Sydney Hope was The Infants’ Homes’ first ‘foundling’. At 7.40pm on 3 June 1874, a three-week-old infant was found on the steps of The Sydney Foundling Institute, which had been operating for less than a month.

Published on 14 August 2024

The Sydney Foundling Institute, later renamed The Infants’ Home, was established on 15 May 1874 in inner city Sydney. It was founded by a committee of forward-thinking women as a secular refuge for abandoned babies and single mothers. The organisation was created in response to the high rates of child abandonment, infanticide and suicide that beset the city at the time.

The first foundling taken in was an unnamed baby boy, aged about three weeks, who had been left on the steps of the Institute, wrapped in a blanket on 3 June 1874.

The infant was christened ‘Sydney Hope’, named after the city and for the hope the Committee held for his future.

Sydney was a resident of The Infants’ Home until age five or six, when he was taken in by foster parents in Newcastle NSW. According to a 1951 newspaper article, Sydney went to the NSW South Coast in his early teens to work on a farm, and ‘from then on had “tried just about every job there is going,” from being a valet to delivering milk.’

Sydney’s last job before retiring at 75 was as a casemaker for a cordial factory in Newcastle. He spent his final years in a retirement home in Dee Why. As he had done throughout his lifetime, Sydney continued to visit The Infants’ Home regularly.

The 1951 newspaper article reports that, at 78 years of age, Sydney ‘called in at the Ashfield Infants’ Home yesterday to have tea with the matron and play with the children’. According to the article, Sydney ‘hardly missed a year to visit the Ashfield Infants’ Home’, and he always donated some money ‘“to buy something for the kiddies.”’

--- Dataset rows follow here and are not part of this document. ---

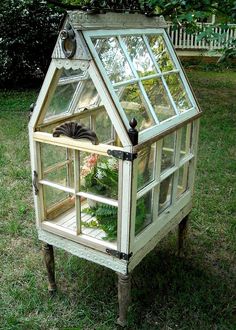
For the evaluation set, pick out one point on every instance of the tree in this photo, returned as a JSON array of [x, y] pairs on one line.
[[28, 34]]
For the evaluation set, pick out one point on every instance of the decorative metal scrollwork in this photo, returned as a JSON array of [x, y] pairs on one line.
[[68, 41], [75, 131], [131, 6]]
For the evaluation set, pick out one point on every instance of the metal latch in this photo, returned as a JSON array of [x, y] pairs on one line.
[[35, 183], [122, 155], [119, 255]]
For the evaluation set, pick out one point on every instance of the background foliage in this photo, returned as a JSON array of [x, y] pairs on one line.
[[29, 29], [28, 34]]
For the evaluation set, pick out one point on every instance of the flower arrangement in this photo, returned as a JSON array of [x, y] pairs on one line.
[[99, 175]]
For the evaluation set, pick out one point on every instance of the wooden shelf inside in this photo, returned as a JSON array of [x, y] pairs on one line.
[[67, 222]]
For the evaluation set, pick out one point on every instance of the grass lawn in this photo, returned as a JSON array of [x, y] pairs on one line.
[[194, 292]]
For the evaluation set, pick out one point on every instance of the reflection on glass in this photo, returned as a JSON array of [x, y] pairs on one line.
[[62, 175], [56, 201], [161, 53], [178, 92], [113, 59], [146, 166], [165, 197], [159, 98], [143, 212], [103, 126], [139, 55], [51, 155], [99, 175], [61, 99], [132, 102], [99, 220], [185, 140], [87, 95], [168, 151], [68, 73], [183, 179]]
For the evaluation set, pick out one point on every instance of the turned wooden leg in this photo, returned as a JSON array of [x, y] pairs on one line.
[[48, 256], [124, 287], [182, 234]]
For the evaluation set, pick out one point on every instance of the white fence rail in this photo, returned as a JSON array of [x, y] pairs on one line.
[[185, 41]]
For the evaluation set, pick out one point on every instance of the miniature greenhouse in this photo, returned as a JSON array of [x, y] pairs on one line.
[[113, 140]]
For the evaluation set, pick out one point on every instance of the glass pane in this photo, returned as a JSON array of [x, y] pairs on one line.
[[165, 197], [99, 220], [183, 179], [168, 152], [57, 165], [160, 52], [185, 140], [61, 99], [159, 98], [139, 55], [143, 212], [146, 165], [87, 95], [113, 59], [56, 201], [71, 73], [103, 126], [132, 102], [178, 92], [99, 175]]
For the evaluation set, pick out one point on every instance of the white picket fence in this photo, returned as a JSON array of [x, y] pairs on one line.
[[184, 41]]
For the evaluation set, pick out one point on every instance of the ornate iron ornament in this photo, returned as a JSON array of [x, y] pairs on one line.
[[103, 6], [131, 6], [75, 131], [68, 41]]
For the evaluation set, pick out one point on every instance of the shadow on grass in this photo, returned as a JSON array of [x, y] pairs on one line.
[[170, 292]]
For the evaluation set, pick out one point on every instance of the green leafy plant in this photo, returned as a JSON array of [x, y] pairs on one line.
[[100, 176]]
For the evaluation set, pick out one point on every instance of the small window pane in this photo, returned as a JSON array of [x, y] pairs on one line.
[[132, 102], [56, 202], [57, 165], [165, 197], [178, 92], [159, 98], [61, 99], [146, 165], [185, 141], [87, 95], [183, 179], [113, 59], [99, 220], [139, 55], [160, 52], [168, 151], [143, 212], [99, 175]]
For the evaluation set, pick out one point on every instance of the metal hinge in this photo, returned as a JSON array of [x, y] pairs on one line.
[[35, 183], [119, 255], [122, 155]]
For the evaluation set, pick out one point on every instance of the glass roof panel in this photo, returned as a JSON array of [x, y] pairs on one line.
[[160, 52], [159, 99], [134, 105], [61, 100], [178, 92], [113, 59], [139, 55], [87, 96]]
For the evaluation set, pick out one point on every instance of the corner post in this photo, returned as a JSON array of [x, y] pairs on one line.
[[182, 234], [124, 288], [48, 256]]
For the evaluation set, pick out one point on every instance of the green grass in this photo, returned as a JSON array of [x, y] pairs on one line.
[[195, 292]]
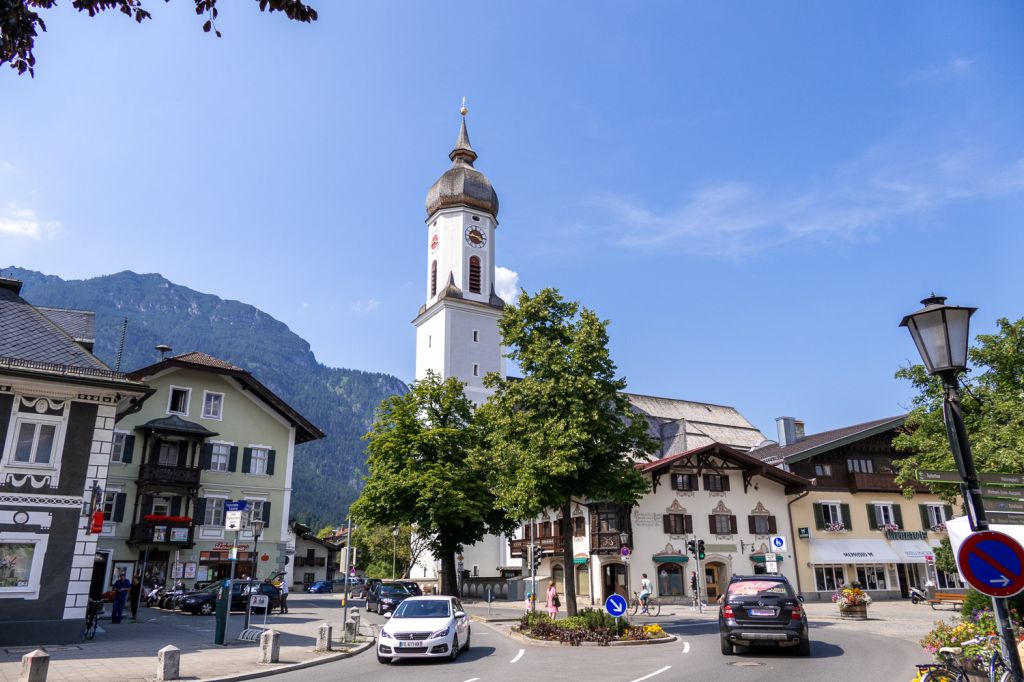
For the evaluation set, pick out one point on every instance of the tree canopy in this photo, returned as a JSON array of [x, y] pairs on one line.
[[564, 430], [19, 22], [993, 411], [426, 470]]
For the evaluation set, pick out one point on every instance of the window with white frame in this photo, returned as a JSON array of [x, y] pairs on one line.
[[220, 455], [177, 402], [213, 403], [871, 577], [827, 579], [257, 463]]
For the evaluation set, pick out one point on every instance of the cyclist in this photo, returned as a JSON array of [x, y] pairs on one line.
[[645, 589]]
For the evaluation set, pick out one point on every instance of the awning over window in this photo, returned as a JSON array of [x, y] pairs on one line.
[[852, 551]]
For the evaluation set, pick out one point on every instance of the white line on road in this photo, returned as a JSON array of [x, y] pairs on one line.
[[647, 677]]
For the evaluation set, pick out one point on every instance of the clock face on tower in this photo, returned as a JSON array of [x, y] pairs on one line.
[[475, 238]]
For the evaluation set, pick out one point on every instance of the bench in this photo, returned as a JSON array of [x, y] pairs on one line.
[[951, 598]]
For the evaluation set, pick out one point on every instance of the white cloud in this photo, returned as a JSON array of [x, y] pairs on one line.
[[886, 183], [24, 222], [506, 284], [368, 305]]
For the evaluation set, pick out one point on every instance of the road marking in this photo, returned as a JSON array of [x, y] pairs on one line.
[[647, 677]]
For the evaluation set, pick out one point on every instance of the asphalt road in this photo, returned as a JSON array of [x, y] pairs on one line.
[[837, 652]]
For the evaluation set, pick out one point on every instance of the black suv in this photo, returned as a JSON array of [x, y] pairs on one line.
[[762, 610]]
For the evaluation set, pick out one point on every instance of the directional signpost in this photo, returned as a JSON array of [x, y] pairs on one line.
[[992, 562]]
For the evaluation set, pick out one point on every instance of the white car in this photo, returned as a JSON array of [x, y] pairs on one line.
[[424, 628]]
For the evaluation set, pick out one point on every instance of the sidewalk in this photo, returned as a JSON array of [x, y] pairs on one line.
[[128, 650]]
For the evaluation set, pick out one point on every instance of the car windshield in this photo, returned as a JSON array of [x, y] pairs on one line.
[[758, 589], [433, 608]]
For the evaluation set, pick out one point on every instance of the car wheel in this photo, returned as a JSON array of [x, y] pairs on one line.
[[727, 647]]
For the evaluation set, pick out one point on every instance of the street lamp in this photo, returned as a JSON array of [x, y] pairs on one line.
[[941, 334]]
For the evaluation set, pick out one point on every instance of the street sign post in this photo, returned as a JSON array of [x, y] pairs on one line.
[[992, 562]]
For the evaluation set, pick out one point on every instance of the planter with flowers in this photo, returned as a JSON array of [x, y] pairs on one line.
[[852, 602]]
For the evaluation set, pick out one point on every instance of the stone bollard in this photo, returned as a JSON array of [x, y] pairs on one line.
[[168, 663], [324, 636], [35, 666], [269, 646]]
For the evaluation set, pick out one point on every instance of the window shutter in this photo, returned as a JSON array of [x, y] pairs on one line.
[[119, 507]]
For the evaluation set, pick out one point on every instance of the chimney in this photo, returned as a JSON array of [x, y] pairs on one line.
[[787, 433]]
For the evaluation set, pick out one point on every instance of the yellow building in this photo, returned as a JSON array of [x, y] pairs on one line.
[[855, 524]]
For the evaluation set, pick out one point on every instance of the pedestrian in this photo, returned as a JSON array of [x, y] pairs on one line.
[[120, 587], [553, 602], [134, 595]]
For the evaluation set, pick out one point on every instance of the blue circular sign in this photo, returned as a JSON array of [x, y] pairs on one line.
[[615, 605]]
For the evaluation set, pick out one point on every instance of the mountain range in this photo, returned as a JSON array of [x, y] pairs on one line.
[[340, 401]]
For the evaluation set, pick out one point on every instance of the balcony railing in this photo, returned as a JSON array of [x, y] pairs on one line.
[[178, 534], [168, 474]]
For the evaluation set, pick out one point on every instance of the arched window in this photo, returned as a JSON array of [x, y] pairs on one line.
[[474, 274], [670, 580]]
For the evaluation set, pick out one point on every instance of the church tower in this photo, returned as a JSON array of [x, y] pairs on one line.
[[457, 327]]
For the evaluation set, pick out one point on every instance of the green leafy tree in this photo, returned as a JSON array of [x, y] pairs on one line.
[[19, 22], [426, 470], [993, 411], [563, 431]]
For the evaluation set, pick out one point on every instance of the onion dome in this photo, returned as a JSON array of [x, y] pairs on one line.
[[462, 184]]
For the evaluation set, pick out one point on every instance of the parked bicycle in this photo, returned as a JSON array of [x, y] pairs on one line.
[[652, 608]]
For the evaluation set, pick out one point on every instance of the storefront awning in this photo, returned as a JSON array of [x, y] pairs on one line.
[[912, 551], [852, 551]]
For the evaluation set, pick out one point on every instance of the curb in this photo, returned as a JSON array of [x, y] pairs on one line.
[[292, 667]]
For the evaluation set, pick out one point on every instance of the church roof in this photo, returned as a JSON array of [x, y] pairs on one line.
[[462, 184]]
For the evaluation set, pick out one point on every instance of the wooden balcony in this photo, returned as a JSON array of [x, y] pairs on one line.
[[169, 474]]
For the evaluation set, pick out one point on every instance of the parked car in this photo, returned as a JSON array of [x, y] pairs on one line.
[[424, 627], [760, 610], [318, 587], [384, 597]]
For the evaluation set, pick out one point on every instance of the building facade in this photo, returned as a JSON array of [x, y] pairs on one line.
[[58, 405], [855, 524], [211, 433]]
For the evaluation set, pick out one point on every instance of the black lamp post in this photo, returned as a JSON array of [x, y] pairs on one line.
[[941, 334]]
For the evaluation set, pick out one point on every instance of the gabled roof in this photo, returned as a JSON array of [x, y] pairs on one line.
[[304, 429], [792, 481], [824, 441]]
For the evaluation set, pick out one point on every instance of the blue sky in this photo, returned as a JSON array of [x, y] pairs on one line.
[[754, 194]]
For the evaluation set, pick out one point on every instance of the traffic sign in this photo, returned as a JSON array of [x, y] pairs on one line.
[[615, 604], [992, 562]]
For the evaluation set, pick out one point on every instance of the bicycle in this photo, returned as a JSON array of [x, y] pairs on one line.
[[92, 612], [652, 608]]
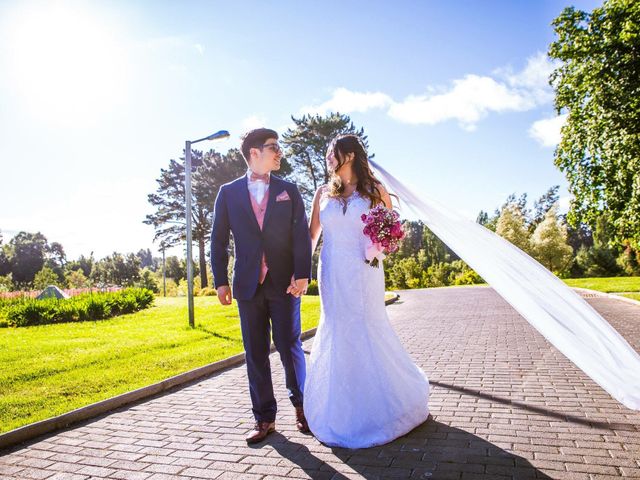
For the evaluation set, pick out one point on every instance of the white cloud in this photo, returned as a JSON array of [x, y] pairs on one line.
[[254, 121], [533, 79], [470, 99], [564, 204], [547, 130], [346, 101], [466, 100]]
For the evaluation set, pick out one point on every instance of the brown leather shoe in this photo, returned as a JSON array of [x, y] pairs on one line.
[[260, 431], [301, 421]]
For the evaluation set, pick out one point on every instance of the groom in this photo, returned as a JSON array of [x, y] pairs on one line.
[[272, 266]]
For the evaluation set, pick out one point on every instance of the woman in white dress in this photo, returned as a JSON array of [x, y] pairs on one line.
[[362, 387]]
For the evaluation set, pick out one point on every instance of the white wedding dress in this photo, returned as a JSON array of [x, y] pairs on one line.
[[362, 387]]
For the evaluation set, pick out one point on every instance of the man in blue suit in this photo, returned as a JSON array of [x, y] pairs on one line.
[[272, 267]]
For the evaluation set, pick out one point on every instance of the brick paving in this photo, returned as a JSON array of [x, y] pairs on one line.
[[504, 403]]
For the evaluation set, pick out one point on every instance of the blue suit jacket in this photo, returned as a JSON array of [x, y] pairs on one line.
[[284, 238]]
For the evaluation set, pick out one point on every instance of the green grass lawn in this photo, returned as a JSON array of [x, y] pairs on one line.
[[607, 284], [51, 369]]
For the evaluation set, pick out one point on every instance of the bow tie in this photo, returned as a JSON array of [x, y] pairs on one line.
[[255, 177]]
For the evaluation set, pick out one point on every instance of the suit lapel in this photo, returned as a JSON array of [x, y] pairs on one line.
[[275, 188], [245, 201]]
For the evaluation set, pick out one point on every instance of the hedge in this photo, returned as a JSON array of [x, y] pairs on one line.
[[89, 306]]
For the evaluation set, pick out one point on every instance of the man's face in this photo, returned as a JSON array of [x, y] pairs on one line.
[[267, 157]]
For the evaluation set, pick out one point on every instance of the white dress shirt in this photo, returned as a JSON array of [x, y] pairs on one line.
[[257, 188]]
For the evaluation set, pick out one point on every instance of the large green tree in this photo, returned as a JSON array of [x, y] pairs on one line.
[[117, 269], [512, 227], [169, 219], [549, 243], [27, 254], [306, 145], [597, 84], [5, 264]]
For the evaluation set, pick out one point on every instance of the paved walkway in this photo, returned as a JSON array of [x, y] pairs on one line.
[[505, 404]]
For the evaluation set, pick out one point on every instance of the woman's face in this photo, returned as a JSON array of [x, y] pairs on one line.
[[332, 161]]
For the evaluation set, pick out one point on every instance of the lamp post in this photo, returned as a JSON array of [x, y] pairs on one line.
[[187, 189]]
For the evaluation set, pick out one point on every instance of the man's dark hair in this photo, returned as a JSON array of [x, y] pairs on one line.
[[255, 139]]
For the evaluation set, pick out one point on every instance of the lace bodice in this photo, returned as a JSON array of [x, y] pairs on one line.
[[341, 223]]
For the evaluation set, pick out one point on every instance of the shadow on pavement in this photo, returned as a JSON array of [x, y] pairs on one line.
[[431, 451]]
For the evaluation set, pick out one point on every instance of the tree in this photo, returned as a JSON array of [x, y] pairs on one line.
[[56, 260], [511, 226], [541, 206], [597, 83], [46, 277], [5, 264], [549, 243], [28, 255], [306, 145], [169, 219], [146, 258], [76, 279], [84, 264], [148, 280], [117, 269]]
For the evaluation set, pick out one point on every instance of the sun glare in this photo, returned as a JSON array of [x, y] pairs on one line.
[[66, 65]]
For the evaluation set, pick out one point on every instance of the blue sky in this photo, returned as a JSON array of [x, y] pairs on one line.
[[96, 97]]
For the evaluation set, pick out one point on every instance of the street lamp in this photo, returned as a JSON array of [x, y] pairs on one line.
[[187, 189]]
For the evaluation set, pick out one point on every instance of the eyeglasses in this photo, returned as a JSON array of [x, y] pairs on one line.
[[274, 147]]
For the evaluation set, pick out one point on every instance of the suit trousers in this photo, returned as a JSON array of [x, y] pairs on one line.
[[272, 313]]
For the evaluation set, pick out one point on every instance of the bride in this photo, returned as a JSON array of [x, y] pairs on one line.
[[362, 387]]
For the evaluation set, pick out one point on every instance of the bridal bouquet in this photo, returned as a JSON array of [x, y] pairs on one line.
[[384, 229]]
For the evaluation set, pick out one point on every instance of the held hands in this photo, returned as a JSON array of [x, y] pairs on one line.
[[224, 294], [298, 287]]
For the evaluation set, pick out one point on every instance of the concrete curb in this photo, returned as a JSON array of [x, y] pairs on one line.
[[596, 293], [49, 425]]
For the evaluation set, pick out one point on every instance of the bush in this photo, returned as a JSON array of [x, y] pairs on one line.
[[597, 261], [89, 306]]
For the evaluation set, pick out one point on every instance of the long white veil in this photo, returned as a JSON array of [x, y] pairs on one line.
[[557, 312]]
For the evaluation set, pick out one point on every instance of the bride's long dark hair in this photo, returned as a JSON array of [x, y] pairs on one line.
[[368, 184]]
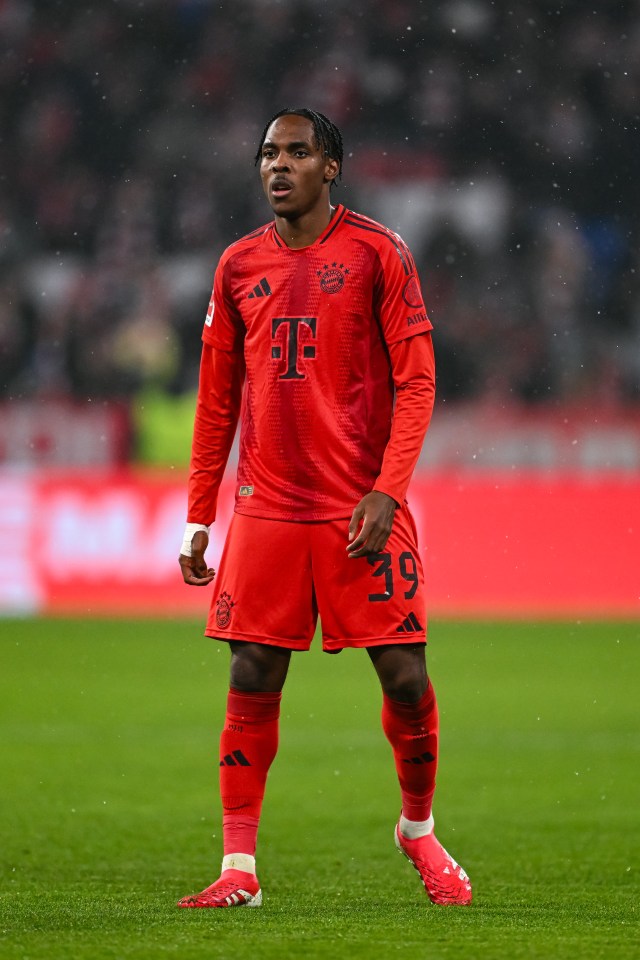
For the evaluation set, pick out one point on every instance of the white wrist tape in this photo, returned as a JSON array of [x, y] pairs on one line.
[[190, 530]]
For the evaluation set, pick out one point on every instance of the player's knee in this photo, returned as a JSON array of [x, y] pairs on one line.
[[405, 688], [258, 669]]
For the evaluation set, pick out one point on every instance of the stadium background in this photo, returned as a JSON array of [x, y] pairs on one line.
[[501, 140], [498, 139]]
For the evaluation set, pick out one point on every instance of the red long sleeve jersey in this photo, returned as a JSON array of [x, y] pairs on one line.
[[326, 332]]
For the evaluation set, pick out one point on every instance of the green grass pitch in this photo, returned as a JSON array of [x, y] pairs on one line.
[[109, 809]]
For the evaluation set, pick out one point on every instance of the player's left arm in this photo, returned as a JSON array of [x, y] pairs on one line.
[[413, 370]]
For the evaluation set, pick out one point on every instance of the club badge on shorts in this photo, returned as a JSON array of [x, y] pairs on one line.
[[224, 603]]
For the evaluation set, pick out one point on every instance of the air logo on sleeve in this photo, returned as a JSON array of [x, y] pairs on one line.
[[292, 353]]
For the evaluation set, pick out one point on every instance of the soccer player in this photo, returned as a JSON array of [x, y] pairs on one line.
[[317, 337]]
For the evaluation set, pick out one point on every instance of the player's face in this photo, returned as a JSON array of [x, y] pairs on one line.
[[295, 173]]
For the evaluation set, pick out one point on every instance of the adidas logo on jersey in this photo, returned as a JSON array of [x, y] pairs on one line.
[[410, 624], [261, 289]]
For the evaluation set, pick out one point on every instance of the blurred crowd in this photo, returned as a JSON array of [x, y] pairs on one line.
[[500, 139]]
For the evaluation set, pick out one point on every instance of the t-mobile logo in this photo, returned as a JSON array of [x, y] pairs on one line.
[[291, 344]]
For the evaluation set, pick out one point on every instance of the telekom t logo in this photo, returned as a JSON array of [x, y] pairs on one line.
[[291, 344]]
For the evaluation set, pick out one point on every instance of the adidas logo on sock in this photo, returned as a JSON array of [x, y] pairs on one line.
[[423, 758], [261, 289], [410, 625], [235, 759]]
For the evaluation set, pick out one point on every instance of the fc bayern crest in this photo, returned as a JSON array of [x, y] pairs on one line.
[[224, 603], [332, 277]]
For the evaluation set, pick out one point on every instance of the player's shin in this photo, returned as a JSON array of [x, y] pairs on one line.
[[412, 731], [248, 745]]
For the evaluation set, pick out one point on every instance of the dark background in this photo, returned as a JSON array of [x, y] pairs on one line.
[[500, 139]]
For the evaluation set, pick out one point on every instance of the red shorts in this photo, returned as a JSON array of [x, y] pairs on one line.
[[276, 576]]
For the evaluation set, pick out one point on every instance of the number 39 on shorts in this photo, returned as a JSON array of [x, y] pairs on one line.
[[383, 567]]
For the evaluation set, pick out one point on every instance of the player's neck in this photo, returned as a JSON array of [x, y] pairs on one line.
[[302, 231]]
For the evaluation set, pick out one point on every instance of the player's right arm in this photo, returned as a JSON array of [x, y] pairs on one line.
[[222, 371]]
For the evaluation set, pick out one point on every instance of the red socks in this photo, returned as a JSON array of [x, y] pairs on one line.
[[412, 731], [248, 744]]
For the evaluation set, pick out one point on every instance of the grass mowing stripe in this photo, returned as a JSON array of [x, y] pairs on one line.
[[108, 751]]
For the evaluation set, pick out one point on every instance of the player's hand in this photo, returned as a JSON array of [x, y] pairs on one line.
[[195, 571], [371, 524]]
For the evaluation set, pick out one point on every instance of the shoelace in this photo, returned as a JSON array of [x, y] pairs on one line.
[[223, 890]]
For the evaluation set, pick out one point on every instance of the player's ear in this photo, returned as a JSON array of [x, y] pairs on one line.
[[331, 170]]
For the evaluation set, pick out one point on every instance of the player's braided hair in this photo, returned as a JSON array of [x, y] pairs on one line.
[[327, 135]]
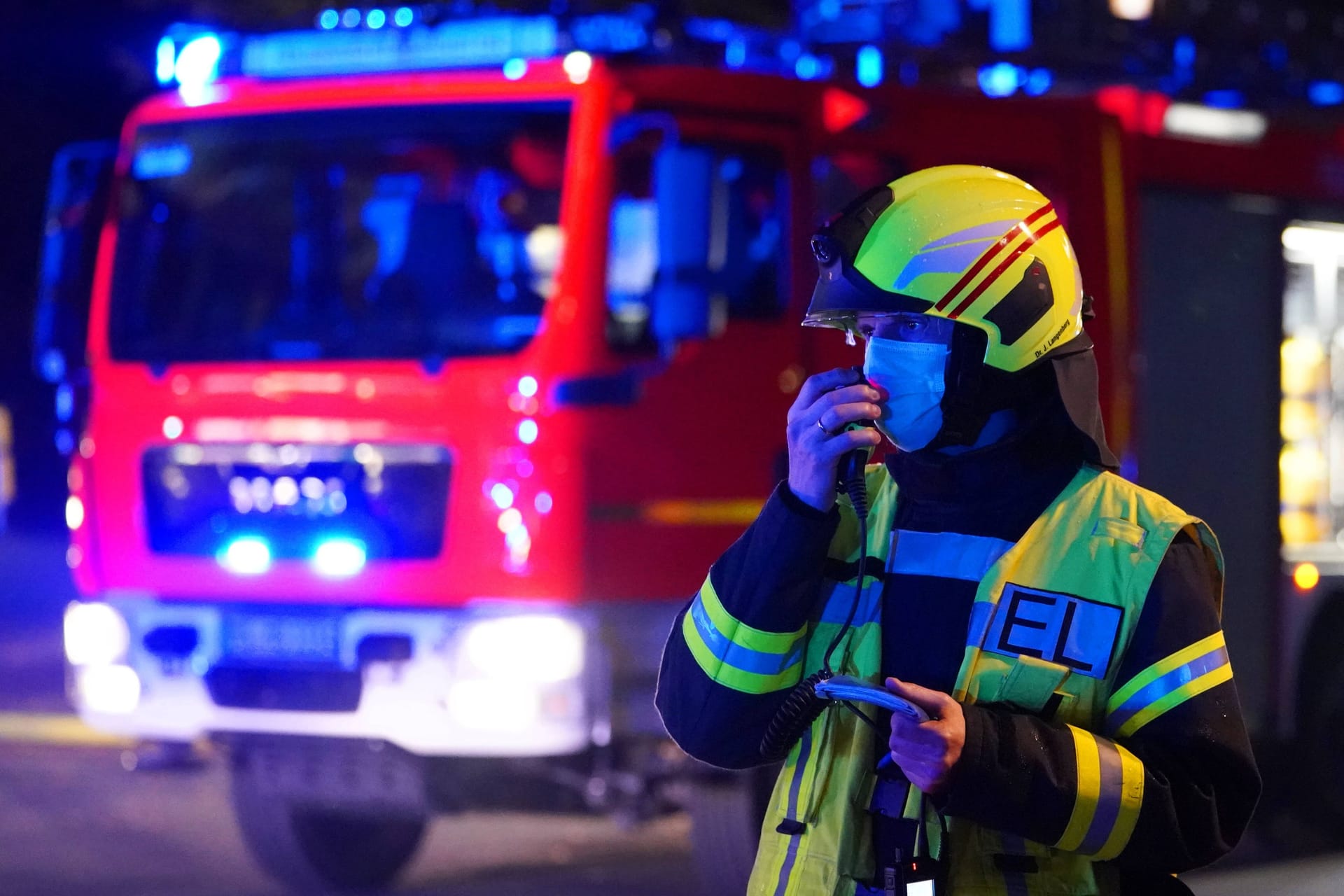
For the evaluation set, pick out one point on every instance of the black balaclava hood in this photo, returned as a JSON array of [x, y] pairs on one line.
[[976, 391]]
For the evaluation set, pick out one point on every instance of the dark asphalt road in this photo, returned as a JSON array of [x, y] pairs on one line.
[[74, 822]]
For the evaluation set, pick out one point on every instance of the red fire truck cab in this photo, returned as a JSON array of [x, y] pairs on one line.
[[421, 370]]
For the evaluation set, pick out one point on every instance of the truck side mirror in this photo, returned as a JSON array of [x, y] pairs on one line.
[[77, 204], [683, 187]]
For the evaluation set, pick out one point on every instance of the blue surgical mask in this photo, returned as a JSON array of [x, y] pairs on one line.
[[911, 375]]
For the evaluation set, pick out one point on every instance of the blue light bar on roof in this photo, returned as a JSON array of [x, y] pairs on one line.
[[476, 42]]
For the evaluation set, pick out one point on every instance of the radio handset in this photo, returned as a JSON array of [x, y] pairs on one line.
[[804, 703], [850, 470]]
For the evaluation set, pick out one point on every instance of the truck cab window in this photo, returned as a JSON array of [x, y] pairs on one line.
[[745, 239], [351, 234]]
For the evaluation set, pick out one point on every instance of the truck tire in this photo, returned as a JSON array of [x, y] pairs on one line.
[[316, 849], [726, 816]]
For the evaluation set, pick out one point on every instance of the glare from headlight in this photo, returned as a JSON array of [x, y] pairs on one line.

Sydney was a lifelong supporter of The Infants’ Home, and an enduring symbol of our work. When The Infants’ Home set up an infant feeding and settling clinic for mothers and babies in 1988, it was named Sydney Hope Family Cottage in his honour. The Sydney Hope Family Cottage Postnatal Service still runs today; in 2023, 188 families were supported by this service.